As in most programming langauges, declarations allow us to name certain
entities that we may wish to refer to later, often with the intent of reducing
duplication and helping readers understand the ideas we’re trying to express
(in the immortal words of Guido Van Rossum, creator of Python: Code is read
more often than it is written.) In this particular case, the name Main
indicates to the DaeDaLus interpreter and backend that this is the entry point
of the parser being defined. All layout specifications must declare a Main
symbol.
Note
In DaeDaLus, declarations behave differently from what you might be used to if you are unfamiliar with pure functional programming. In such languages, variables are immutable: Once defined, they cannot be re-defined. While at first this may seem limiting, it makes it far easier to reason about the behavior of code since each name always refers to the same thing - anywhere we see the name used, we can substitute its one precise definition without changing the meaning of the program or having to be concerned about changes to any global state.
Deducing Types From Names
Though it’s probably not obvious, there’s actually another piece of information
we can deduce from this declaration: What type of entity Main
refers to.
In DaeDaLus, there are three sorts of entities that may be declared: parsers, semantic values, and character classes.
Parsers always have a name starting with an uppercase letter; so, in the
example declaration we’re currently looking at, Main
is a parser.
In contrast, semantic values always have a name starting with a lowercase
letter. Looking ahead in the PPM example, by this convention, the declaration
of addDigit
specifies a semantic value; in particular, a function from two
semantic values to another semantic value.
Finally, character classes always have a name starting with $
. The PPM
example does not specify any character classes, but we’ll have more to say
about them later.
Note
In summary:
Parser names begin with uppercase letters
Semantic value names begin with lowercase letters
Character class names begin with
$
Keeping these rules in mind will save you a lot of trouble debugging in the future!
Parameterized Declarations
The next declaration in the PPM specfication shows that a declaration may be parameterized:
def Token P =
block
$$ = P
Many (1..) WS
Parameter names follow the same rules outlined above: Uppercase names indicate
parser parameters, lowercase names indicate semantic value parameters, and
names starting with $
indicate character class parameters.

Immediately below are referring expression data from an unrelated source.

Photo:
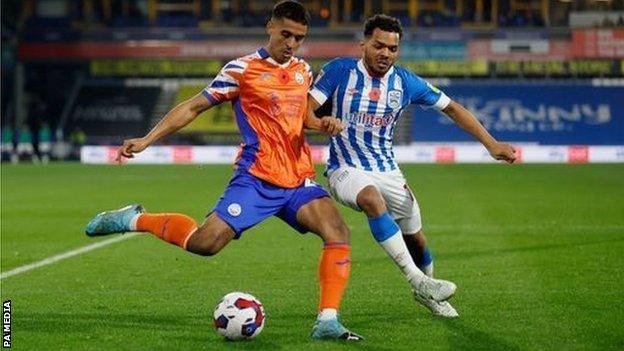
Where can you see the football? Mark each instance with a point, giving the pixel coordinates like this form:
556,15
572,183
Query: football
239,316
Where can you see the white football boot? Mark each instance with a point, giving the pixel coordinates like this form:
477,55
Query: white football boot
442,309
436,289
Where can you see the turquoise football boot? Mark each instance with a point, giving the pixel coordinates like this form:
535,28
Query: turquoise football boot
332,329
111,222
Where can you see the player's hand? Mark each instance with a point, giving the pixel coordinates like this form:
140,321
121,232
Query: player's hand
503,152
131,147
331,125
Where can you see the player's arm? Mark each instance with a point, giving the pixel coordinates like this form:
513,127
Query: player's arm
468,122
173,121
326,124
323,88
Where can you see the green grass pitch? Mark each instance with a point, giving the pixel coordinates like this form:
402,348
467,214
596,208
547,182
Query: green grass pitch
536,250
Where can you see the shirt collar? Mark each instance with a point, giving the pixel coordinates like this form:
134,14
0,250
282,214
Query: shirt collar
362,68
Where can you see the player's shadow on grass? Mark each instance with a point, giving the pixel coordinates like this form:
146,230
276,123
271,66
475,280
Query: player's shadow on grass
87,322
464,337
507,250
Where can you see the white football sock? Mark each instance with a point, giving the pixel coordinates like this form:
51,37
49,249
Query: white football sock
395,248
327,314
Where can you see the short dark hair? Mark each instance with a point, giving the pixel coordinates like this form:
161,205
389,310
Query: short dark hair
292,10
383,22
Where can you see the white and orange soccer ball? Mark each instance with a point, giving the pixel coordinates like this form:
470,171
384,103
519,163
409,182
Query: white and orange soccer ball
239,316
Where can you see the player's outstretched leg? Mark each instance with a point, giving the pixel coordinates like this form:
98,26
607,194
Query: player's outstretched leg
416,244
174,228
115,221
389,236
321,217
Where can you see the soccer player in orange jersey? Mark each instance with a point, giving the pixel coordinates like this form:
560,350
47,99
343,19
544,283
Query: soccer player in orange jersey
274,171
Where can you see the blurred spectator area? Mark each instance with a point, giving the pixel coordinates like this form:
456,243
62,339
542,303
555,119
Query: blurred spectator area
81,14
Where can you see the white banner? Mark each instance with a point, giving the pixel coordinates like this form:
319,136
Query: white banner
415,153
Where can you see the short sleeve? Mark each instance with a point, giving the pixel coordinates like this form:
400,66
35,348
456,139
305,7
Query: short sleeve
424,94
225,86
327,81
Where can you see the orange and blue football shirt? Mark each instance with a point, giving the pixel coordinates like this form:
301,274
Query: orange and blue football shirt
270,105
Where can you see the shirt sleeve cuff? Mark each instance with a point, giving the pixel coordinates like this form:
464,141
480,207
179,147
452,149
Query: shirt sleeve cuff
318,96
442,102
210,98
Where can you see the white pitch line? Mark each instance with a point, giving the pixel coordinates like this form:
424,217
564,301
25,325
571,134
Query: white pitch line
68,254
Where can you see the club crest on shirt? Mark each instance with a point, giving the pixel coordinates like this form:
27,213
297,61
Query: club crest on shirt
374,94
394,98
234,209
299,78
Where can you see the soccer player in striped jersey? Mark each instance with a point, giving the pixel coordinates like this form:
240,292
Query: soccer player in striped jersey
268,91
368,96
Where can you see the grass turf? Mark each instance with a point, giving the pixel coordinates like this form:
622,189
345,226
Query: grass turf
536,251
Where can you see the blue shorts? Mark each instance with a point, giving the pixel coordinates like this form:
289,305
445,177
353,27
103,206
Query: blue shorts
248,200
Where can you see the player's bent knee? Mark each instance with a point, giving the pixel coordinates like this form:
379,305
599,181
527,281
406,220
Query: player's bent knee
206,243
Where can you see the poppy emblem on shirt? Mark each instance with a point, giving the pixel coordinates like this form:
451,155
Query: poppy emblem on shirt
299,78
374,94
283,77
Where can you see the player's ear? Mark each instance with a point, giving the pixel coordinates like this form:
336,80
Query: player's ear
269,26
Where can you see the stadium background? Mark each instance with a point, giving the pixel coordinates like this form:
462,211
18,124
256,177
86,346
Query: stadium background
537,73
536,249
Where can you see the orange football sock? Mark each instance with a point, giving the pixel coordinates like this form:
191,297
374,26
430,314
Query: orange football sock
174,228
334,269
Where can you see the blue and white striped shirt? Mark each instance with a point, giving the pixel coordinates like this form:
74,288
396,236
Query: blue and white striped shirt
369,108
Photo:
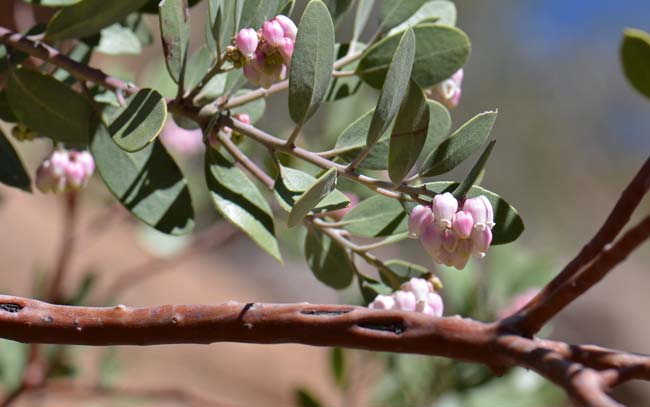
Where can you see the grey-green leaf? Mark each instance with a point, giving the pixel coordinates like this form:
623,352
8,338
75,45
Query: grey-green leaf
508,222
394,88
323,186
460,145
312,61
441,51
635,55
49,107
291,184
12,170
139,121
328,260
409,133
375,217
240,202
175,34
148,183
441,12
88,17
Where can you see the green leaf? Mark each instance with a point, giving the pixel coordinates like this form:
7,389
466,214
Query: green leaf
328,260
409,133
375,217
148,183
323,186
338,8
337,365
475,173
198,65
311,64
364,9
88,17
342,87
239,201
401,271
12,170
635,55
508,222
392,12
460,145
49,107
291,184
441,12
117,39
304,398
394,89
139,121
441,51
175,34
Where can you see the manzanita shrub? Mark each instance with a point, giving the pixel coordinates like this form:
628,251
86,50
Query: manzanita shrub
383,179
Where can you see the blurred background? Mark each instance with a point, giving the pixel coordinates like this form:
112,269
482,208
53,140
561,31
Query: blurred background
570,134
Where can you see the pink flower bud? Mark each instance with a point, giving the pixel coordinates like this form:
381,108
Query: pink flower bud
420,217
419,287
431,239
247,42
444,206
404,300
382,302
273,33
449,240
286,50
463,224
482,240
288,26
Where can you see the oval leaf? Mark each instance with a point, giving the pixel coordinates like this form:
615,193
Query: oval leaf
88,17
328,260
148,183
441,51
409,134
49,107
635,55
240,202
139,121
12,170
460,145
508,224
375,217
311,64
312,196
291,184
175,33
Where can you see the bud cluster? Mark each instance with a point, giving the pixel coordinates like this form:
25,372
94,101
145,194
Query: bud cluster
449,233
417,294
448,91
65,171
265,54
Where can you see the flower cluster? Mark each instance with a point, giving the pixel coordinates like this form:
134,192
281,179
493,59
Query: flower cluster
448,91
451,234
265,54
417,294
65,171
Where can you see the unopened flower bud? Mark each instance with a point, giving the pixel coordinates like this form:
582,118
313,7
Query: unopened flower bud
462,224
273,33
382,302
288,26
444,207
404,300
247,41
420,217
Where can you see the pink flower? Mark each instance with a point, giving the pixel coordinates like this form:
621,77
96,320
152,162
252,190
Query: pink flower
273,33
247,42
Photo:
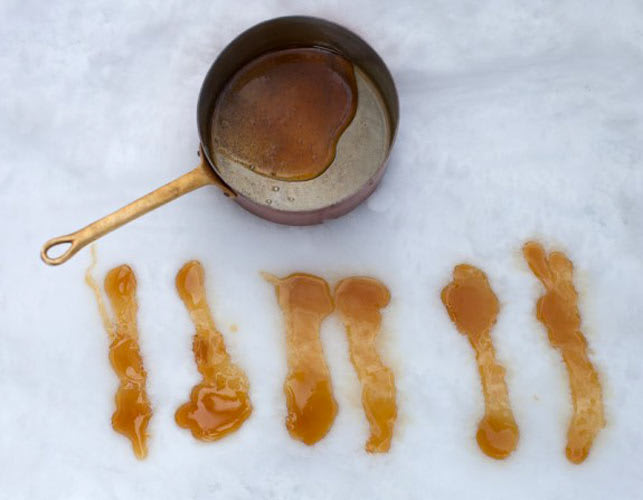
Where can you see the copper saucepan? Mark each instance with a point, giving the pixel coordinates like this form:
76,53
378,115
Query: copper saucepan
361,154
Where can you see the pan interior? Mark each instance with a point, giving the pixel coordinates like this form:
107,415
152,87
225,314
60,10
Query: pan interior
361,150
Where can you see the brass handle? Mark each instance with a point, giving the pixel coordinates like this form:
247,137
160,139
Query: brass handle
199,177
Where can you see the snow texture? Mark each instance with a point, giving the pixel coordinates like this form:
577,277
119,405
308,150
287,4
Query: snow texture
519,120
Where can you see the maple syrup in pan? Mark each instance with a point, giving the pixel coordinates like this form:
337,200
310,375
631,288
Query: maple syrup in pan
220,403
473,307
282,114
359,300
558,311
305,301
133,409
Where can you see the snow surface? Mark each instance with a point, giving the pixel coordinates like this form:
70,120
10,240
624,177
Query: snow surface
518,120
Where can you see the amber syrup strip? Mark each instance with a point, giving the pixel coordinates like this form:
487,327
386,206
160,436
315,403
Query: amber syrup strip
558,311
305,301
473,308
359,300
220,403
133,409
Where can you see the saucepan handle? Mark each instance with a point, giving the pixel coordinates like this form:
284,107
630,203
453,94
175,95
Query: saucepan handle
200,176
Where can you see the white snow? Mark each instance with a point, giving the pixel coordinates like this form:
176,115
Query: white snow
519,120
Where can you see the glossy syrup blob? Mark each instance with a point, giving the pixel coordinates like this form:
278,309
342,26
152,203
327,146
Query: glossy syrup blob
305,301
359,301
558,311
473,307
282,114
133,409
219,404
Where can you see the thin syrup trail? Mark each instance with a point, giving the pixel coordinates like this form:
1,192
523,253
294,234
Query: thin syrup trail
305,301
558,311
473,308
91,282
359,300
220,403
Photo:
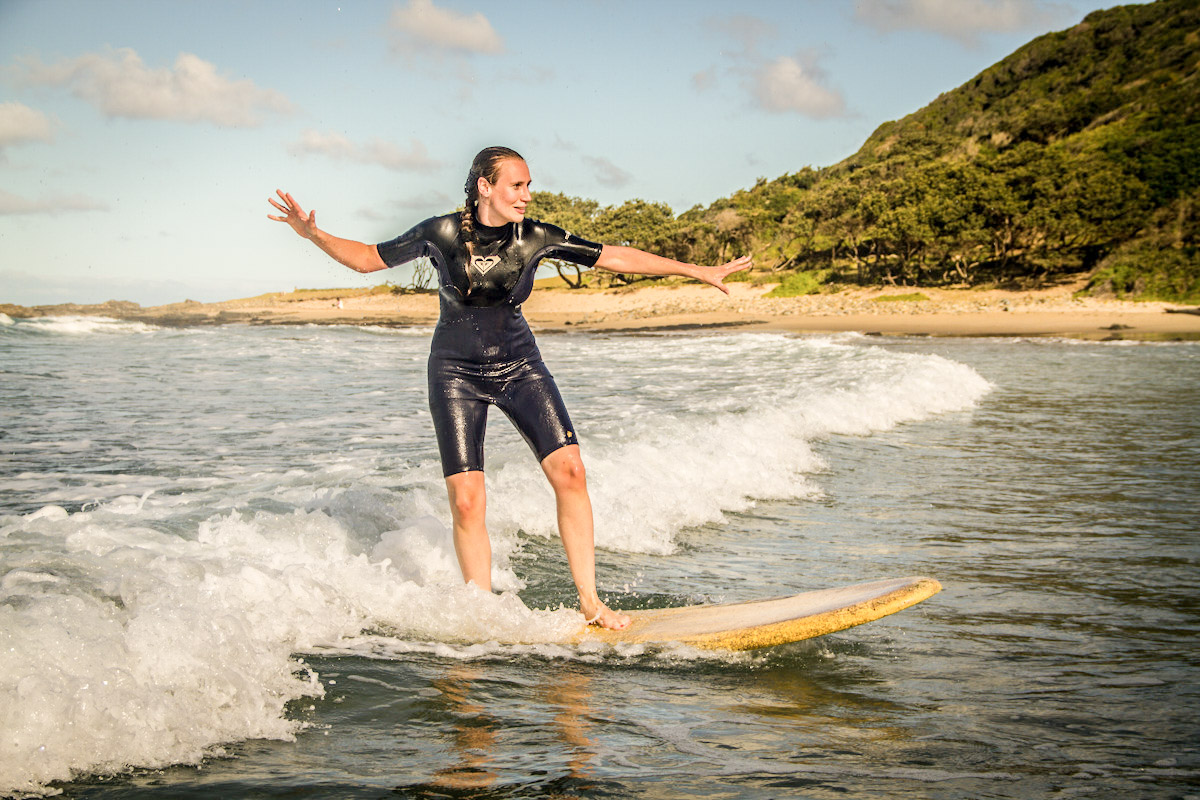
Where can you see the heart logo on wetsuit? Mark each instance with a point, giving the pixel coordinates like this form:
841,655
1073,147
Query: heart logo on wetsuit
484,263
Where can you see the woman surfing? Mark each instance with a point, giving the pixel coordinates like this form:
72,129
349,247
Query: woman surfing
484,353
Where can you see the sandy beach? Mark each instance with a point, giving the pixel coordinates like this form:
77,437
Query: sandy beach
934,312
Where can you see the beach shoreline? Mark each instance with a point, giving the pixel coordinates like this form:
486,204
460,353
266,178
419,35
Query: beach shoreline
885,312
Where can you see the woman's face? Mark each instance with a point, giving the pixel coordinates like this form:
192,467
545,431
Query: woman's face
505,199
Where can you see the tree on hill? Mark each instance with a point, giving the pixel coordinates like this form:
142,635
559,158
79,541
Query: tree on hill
1078,146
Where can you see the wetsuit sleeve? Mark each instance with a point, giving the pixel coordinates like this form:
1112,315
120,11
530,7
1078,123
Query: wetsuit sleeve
569,247
407,246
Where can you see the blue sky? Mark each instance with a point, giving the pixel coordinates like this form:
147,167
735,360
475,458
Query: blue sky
139,140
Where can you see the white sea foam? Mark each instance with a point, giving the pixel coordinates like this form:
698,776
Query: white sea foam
77,325
121,645
161,612
669,469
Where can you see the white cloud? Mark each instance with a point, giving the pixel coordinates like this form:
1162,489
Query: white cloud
607,173
421,25
13,204
789,85
21,124
961,19
376,151
705,79
120,84
405,209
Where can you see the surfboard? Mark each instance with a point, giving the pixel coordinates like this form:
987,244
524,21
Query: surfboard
767,623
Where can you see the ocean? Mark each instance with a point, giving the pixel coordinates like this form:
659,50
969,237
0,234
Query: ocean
226,569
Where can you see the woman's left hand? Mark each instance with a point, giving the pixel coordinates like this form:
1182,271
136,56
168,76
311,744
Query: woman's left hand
715,275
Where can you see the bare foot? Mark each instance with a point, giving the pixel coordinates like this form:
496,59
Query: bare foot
605,617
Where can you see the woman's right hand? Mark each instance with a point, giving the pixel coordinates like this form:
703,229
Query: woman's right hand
303,223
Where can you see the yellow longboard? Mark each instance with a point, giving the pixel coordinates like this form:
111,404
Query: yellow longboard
767,623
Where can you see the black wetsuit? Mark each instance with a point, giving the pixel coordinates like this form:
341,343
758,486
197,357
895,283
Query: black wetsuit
483,352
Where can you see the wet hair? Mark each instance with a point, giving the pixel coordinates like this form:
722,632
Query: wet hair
486,166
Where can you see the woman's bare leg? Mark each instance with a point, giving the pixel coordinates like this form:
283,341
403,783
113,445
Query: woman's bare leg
564,469
468,504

In this example,
since P
is capitalized, we know it is a parser parameter.
The Token
parser also demonstrates similarities between DaeDaLus and
parser combinator libraries such as parsec
for the Haskell programming
language. Rather than having to write complex parsing algorithms from scratch,
a library of primitive parsers and higher-order combining operations are
provided as building blocks. If you’re already familiar with these sorts of
parsing libraries, you’re well on your way to being a productive DaeDaLus user!